A federal grand jury has formally indicted a Miami Beach businessman who was arrested for fraud in April for allegedly running a nearly $900 million Ponzi scheme involving his grocery distribution business.
Nevin K. Shapiro, founder and president of Capitol Investments USA, Inc., is facing one count each of securities fraud and money laundering, one count of conspiracy to commit securities and wire fraud, two counts of wire fraud, and one count of money laundering.
The 41-year-old Shapiro has been in federal custody since he surrendered to authorities in Newark, N.J., on April 21.
According to prosecutors, Shapiro promised investors a risk-free, up to 26 percent annual return for buying into his grocery diverting business. But as business ground to a halt, Shapiro began to use new investor funds to pay back old investors, according to the indictment.
Shapiro used the investors' money to "fund his own lavish lifestyle" and pay for unrelated business ventures.
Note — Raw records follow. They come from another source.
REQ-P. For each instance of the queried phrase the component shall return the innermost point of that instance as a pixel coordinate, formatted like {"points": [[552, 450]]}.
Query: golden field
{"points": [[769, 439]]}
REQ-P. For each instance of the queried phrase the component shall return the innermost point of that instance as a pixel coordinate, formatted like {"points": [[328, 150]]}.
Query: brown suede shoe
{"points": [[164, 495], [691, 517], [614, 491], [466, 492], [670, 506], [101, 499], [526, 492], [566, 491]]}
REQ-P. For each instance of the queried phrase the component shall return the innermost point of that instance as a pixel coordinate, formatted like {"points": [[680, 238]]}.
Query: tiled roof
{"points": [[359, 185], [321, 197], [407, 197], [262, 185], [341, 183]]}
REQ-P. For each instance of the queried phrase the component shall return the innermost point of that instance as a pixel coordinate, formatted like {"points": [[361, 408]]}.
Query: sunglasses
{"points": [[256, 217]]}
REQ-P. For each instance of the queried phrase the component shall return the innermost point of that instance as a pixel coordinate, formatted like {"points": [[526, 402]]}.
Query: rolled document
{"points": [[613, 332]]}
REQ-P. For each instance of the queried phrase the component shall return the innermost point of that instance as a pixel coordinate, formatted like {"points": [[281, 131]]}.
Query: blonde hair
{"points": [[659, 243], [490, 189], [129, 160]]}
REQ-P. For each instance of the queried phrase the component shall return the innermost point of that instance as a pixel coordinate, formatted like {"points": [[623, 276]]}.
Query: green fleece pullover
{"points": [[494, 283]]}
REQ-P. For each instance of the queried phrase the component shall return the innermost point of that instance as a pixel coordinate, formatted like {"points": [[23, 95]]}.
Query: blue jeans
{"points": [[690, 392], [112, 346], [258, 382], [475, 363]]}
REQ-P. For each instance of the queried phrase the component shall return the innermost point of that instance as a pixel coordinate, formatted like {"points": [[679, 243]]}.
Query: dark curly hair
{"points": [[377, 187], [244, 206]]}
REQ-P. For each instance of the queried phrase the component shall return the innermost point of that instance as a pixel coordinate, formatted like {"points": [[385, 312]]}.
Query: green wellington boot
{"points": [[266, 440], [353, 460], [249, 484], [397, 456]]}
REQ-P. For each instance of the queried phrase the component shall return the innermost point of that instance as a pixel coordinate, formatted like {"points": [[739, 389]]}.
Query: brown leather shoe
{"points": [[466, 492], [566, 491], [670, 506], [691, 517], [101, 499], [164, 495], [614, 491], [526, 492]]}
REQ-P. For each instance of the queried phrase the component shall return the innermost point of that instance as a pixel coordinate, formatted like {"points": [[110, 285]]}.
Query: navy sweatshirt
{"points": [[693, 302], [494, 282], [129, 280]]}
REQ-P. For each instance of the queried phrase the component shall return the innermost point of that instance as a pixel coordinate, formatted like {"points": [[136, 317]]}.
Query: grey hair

Among those lavish expenses were his $5 million Miami Beach home, his $1 million boat, expensive cars and clothes, high-stakes gambling and season tickets to the Miami Heat and other sporting events.
Shapiro, a major donor to the University of Miami's sports program, allegedly even used some of the stolen funds to buy a pair of diamond-studded handcuffs, which he supposedly gave as a gift to former Heat center Shaquille O'Neal.
O'Neal later said that he and Shapiro were acquaintances, but that Shapiro had merely helped him get a deal on the diamonds for the handcuffs.
Over 60 investors provided Shapiro with over $880 million from January 2005 through November 2009, losing over $100 million in the scheme, according to the indictment.
If convicted, Shapiro faces 20 years in prison and a fine of as much as $5 million for the securities fraud charge, 20 years and a $250,000 fine for the wire fraud charges, and 10 years and a $250,000 fine for the money laundering charges.